Children typically excel in the practical portions of a scuba diving course. However, they do have some challenges that must be dealt with in order to help them reach their full potential as divers.
As a Merit Badge Counselor with the Boy Scouts of America, I taught scuba to many children over the years. Some things to note before getting too far into this article are;
Ratios are reduced drastically when teaching young children (for good reason)
Children are not little adults
Your duty of care and the customer’s expectations are higher when dealing with children
This is a difficult topic simply because many of your customers will not understand why their child might not be ready for scuba diving, but when faced with young person, it is important that you take their attitude and maturity level into account when signing them up for your course. Some 10 year olds are very mature, and perfectly willing to listen, while some 12, 13 or 14 year olds will be dismissive and immature. When teaching children, I always encouraged a parent or family member also be a scuba diver, and the child’s regular dive buddy, and for them to attend the class with the child. Many instructors will advise against this, as the child relies on the “buddy” too much, but I found that if you set limits early on, and explain them to the dive buddy, they will likely adhere to them for the safety of the younger buddy. Also, by encouraging them to join the course, I could usually encourage them to take a private or custom lesson, and truly learn how to be a good buddy team.
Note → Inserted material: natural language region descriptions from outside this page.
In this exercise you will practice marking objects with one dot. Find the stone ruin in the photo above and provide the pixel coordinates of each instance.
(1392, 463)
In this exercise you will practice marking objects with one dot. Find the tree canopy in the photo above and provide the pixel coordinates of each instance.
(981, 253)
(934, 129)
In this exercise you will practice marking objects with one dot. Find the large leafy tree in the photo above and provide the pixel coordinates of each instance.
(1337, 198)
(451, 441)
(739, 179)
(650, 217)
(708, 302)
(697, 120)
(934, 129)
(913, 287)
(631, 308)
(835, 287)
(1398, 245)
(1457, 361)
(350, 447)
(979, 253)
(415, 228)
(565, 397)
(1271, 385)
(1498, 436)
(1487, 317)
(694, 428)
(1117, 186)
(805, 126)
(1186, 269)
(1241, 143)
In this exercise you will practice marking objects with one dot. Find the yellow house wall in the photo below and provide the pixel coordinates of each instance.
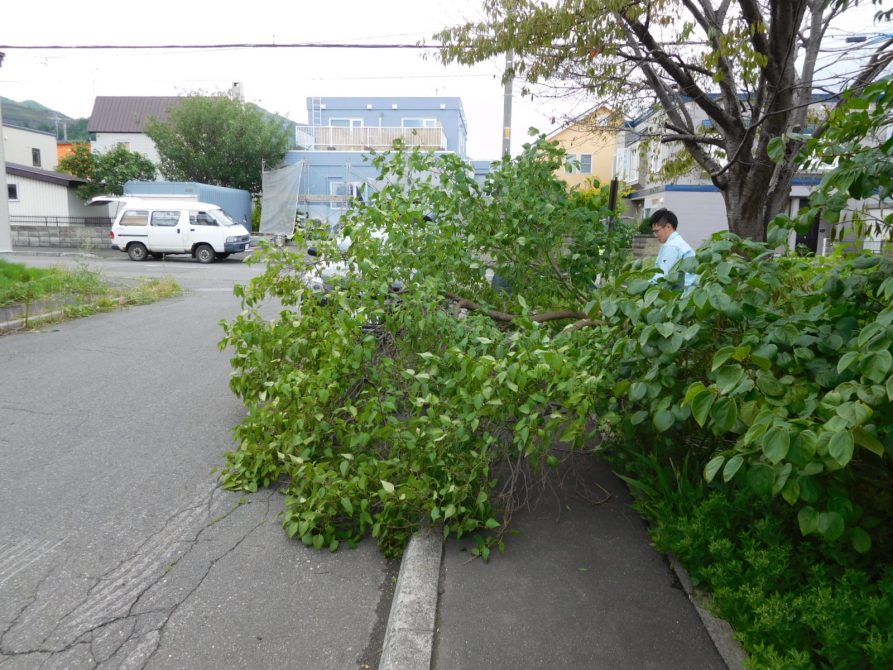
(578, 140)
I also would refuse to issue an open water certification unless the child could comfortably meet all of the performance requirements. Most of the time, they had met all of the requirements for scuba diver. This led to many upset parents, but to limit this, I would offer to finish the child’s training in another class, after they had some time to get more comfortable, and explained how they could use the scuba diver certification to get in the water, under the supervision of another instructor.
Finally, with children, I have found that e learning is the way to go. They have grown up using technology and are very comfortable with it. Most of the time, they can complete the e learning program and comprehend what is involved in scuba much more thoroughly than if they try to sit in on classroom presentations for hours on end.
Teach to your student’s strengths. Take the time to get to know them, and their limitations, and find ways to meet or exceed the performance requirements with them. Teaching children to dive well is a great way to build your business, since they likely have parents who also want to dive and need to stay ahead of their kids. Treat scuba like karate, with the different levels being challenges for the kids to get through, encourage the parents to stay involved, and enjoy teaching in a more personal manner. Really take an interest in your younger students, and you may very well see return customers for years.